An entrepreneur’s life can be a real roller coaster. Having started a few businesses in my career, I thought it would be useful to highlight some of the hard-won experience I’ve learned throughout the process—the kind of advice I wish I’d known when I started my first, or even second, business.
1. Don’t underestimate a business plan
If you’re not seeking outside funding at the start, it’s tempting to forgo writing out a formal business plan. However, taking the time to write out your business plan, forecasts and marketing strategy is a particularly effective way to hone your vision. All planning should center around two essential questions: How is my business serving a particular need or pain point, and does this represent a major market opportunity?
In addition, don’t overlook the exit strategy at the beginning. Do you want your children to take over the company? Do you want to sell it? It’s critical to think about these questions from the start, as the building blocks of your company (such as legal structure) should vary depending on your preferred final outcome.
2. Don’t get stuck in the past
My husband and I launched our first online legal document filing service in 1997, and then re-entered the market with our second company in 2009. While our previous experience certainly gave us a leg up the second time around, we soon realized the market landscape had changed dramatically since our first company. We had to stop dwelling on previous competitors, customer needs and service expectations and write a brand new playbook.
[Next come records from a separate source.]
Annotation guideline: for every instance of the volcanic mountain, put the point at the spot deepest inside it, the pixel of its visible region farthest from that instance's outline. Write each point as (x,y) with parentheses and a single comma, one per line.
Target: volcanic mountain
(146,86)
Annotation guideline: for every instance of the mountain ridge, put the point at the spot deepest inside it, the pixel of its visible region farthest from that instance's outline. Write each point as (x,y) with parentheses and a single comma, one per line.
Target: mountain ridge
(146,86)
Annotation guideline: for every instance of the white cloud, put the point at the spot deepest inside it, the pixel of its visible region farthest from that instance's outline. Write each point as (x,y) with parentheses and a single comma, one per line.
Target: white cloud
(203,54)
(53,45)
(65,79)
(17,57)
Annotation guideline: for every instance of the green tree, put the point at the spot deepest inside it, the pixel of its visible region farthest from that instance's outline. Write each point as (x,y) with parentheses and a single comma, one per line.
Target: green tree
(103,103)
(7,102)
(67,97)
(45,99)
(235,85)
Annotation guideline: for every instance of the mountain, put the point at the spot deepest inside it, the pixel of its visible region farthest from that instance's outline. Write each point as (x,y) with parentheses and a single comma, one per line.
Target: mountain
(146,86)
The marketplace and your business plan are living entities; they’re continually in flux. Whether it’s your first company or fifth in a given market, you’ve got to keep asking: What do we need to do today?
3. Don’t hire friends
I form bonds quickly and make fast friends with people around me. While I generally consider this a positive trait, it has created some difficult situations when running a business. At times I have been reluctant to let employees go even though I know it’s not a good fit. If things aren’t working out between an employee and startup, it’s time to put feelings aside and trust that the person will find a better situation elsewhere.
Unfortunately, I’ve also learned that people can let you down, ranging from laziness to fraud. I still believe that faith in people is a good thing. However, blind faith can bring trouble.
4. Don’t dive in without a plan
Just like the business plan, it’s critical to think through any initiative you wish to launch. When you’re in the midst of startup fever, it’s easy to get wrapped up with every new idea. However, be careful of losing focus. Moving forward is critical for any startup, and constantly switching directions can impede this forward progress. With each new idea, step back and think how it fits into your company’s overall goal and vision, then create a plan for how to make it happen.
5. Don’t fall into a discount trap
At the beginning, too many young companies feel the pressure to heavily discount their prices in order to win business. While customer acquisition is important, attracting customers at unsustainable price levels will just result in a race to the bottom. After all, raising your prices on goods and certain services can be a tricky proposition. I’ve learned that you’re better off in the long run focusing on how to bring more value to customers, rather than simply slashing your prices.
6. Don’t be afraid to fail
Soccer coach Sven-Goran Eriksson once said, “The greatest barrier to success is the fear of failure.” An entrepreneur’s path is uncharted and sometimes a little bumpy. It’s easy to get stressed or downright panicked, but you cannot let fear prevent you from following your dreams. Think of it this way: the sooner you fail, the closer you are to discovering what works.
While you can’t guarantee the outcome of any new venture, you can stack the odds in your favor. These are six lessons I’ve learned over time and countless others are out there. If you’re open, you can gain wisdom from everything you try and gather insight from fellow entrepreneurs.
What do you wish you knew when you started your first business?